There were other parallels with Nosenko. Both defectors claimed that priceless CIA assets in Moscow had been compromised by spy dust, not by Soviet moles. Both made claims about KGB recruitments of U.S. journalists in Moscow which were admitted by the FBI to be without substance (Nosenko had implicated ABC’s Sam Jaffe, Yurchenko the Washington Post's Dusko Doder). Both claimed not to know things they should know, if they really were who they said they were. (Yurchenko, though supposedly running all KGB agents in North America, knew of no illegals, and could report on no approaches made to the Soviets by “dangled” U.S. agents.) Indeed, Yurchenko seemed to follow the Nosenko script so closely that Cl staffers had found themselves referring to records on that earlier case for clues as to what the Soviets might be up to with Yurchenko. Particularly suggestive was a February 1964 memo by then Soviet Division chief David Murphy, suggesting that Nosenko ’s defection was part of “a massive propaganda assault on CIA in which Subject, most probably as a re-defected CIA agent,’ will play a major but not necessarily the sole role.”
But whereas Murphy had once argued for Nosenko ’s incarceration, in part to prevent that prediction from being fulfilled, CIA had decided on the opposite approach, perhaps to see whether Yurchenko would follow the script that Murphy had outlined. Thus had they sent Yurchenko to a restaurant a few blocks from the Soviet Embassy on November 2, with a single unarmed guard, and waited to see what he would do. Yurchenko had then done what Murphy predicted in 1964, right down to the “propaganda assault.”

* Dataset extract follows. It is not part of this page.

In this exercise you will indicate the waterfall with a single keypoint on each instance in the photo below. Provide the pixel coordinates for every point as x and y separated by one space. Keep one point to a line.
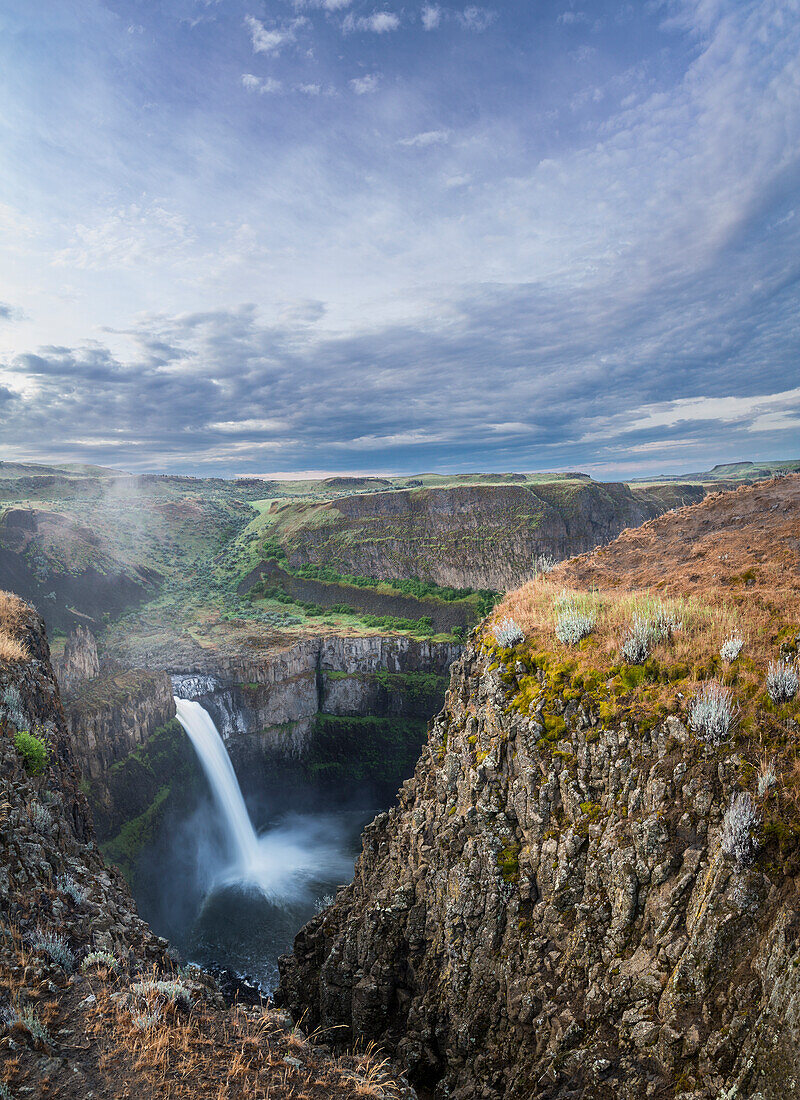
292 855
225 787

If it was difficult for the FBI to comprehend why the Soviets would deliberately impugn Yurchenko’s bona fides by engineering his return to the USSR, it was equally difficult for CIA to fathom why, if Yurchenko was a truly disloyal KGB officer, he had not been executed or imprisoned, but was attending parties and had reportedly been promoted. One possibility was that the KGB had not originally planned to reel in Yurchenko, but had done so after learning, perhaps from a CIA mole, that Yurchenko was under suspicion of being bogus. That way, the KGB would at least keep him from cracking under CIA interrogation and could confuse and demoralize American intelligence in the bargain. In any case, with so many questions about Yurchenko, CIA certainly questioned his basic “message,” which seemed to be: No false defectors, no moles — relax, there’s nothing to worry about.
That the United States nevertheless had much to worry about became clear in the weeks after Yurchenko’s redefection. At least four more CIA agents were burned, and a third FBI source in the Washington embassy was hustled back to Moscow and executed. These sources had all been recruited after Howard left CIA, and Hathaway began to doubt whether Howard had been in a position to blow any of the cases that had been going bad. But if Howard hadn’t burned those operations, how had they been compromised? Was there another traitor still roaming the halls at Langley? The possibility that Howard and Yurchenko had been tipped to the suspicions against them certainly suggested as much.